Changes to the Smart and Skilled program will help improve retention rates among VET students with additional needs.

The NSW Government has committed more than $7 million for Smart and Skilled-approved training providers to better support students experiencing disadvantage.

The funding will remove the cap on needs-based loadings for the 2023-24 contract period to improve training completion rates for Aboriginal and Torres Strait Islander students, students with a disability and the long-term unemployed.

Smart and Skilled loadings support the additional costs associated with training students with additional needs.

Under the cap, providers could only receive one needs-based loading per enrolment. The removal of the cap recognises that students may have intersectional needs and allows for additional loadings to be provided.

The NSW Department of Education commissioned the University of Sydney to examine how disadvantaged students engage with VET and generate recommendations for improvements.

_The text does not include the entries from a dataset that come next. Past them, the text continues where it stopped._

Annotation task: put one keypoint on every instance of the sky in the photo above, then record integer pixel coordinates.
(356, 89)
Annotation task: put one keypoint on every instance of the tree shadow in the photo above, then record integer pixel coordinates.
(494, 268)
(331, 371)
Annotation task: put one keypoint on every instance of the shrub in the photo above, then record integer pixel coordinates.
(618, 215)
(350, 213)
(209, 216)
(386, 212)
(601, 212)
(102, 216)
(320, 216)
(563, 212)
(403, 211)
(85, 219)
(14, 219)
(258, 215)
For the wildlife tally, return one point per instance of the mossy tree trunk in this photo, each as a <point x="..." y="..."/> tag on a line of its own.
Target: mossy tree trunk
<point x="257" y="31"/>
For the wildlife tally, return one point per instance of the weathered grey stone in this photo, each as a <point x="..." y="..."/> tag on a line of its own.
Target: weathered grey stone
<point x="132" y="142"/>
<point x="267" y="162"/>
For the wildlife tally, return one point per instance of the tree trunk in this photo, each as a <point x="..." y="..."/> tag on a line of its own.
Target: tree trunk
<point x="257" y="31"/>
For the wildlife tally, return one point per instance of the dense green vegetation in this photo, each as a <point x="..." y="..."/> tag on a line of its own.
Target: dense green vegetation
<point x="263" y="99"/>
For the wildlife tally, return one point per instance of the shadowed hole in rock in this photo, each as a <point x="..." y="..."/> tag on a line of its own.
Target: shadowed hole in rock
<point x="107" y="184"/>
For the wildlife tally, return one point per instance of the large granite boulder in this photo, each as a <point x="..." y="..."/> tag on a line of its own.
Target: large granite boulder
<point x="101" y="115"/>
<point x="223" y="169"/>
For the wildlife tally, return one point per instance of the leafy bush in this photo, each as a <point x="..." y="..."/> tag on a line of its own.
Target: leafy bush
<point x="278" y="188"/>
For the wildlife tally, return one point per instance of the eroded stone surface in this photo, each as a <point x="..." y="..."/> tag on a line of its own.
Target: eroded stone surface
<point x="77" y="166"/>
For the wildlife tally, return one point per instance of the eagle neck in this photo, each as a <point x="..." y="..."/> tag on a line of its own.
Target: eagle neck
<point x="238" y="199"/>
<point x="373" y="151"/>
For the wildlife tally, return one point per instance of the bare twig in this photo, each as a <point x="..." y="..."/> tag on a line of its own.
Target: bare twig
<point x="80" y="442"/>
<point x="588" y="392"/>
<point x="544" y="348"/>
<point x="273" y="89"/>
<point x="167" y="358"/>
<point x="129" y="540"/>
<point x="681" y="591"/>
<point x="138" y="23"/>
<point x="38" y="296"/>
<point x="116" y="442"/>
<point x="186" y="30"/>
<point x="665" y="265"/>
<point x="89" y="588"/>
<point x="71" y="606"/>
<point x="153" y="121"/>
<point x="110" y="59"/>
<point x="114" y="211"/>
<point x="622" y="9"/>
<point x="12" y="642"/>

The resulting ‘Disadvantage, Disability and Vocational Education and Training’ report was informed by:

  • 71 interviews with diverse stakeholders in rural/regional areas (Lithgow/Bathurst) and metropolitan areas (Western Sydney) and;
  • Two policy workshops with over 69 participants from VET and the disability sector.
  • VET stakeholders were consulted extensively in the development of the report.

Removal of the loading cap is a direct response to the findings of this research.

Department of Education analysis found disadvantaged students have a 15 per cent lower completion rate when compared with overall Smart and Skilled completions. Additional supports funded by loading payments significantly improve completion rates for these student groups.

TAFE NSW trains a higher proportion of students experiencing multiple forms of disadvantage under Smart and Skilled and is set to receive approximately 92 per cent of the additional skills loading payments.

The NSW Department of Education will further establish a community of practice where training providers can share learnings and best practices, including uses of loadings to provide supports for disadvantaged students.

Minister for Skills, TAFE and Tertiary Education Tim Crakanthorp

“Disadvantage should not be a barrier to accessing vocational education, and removing the loading cap is a significant step in ensuring that students with intersectional needs get the support they need.

“Successful completion is a key pre-cursor to transitioning to employment or further study, and this will help improve completion rates for students experiencing multiple forms of disadvantage.

“The Minns Labor Government is committed to a vocational education system that is accessible to all.”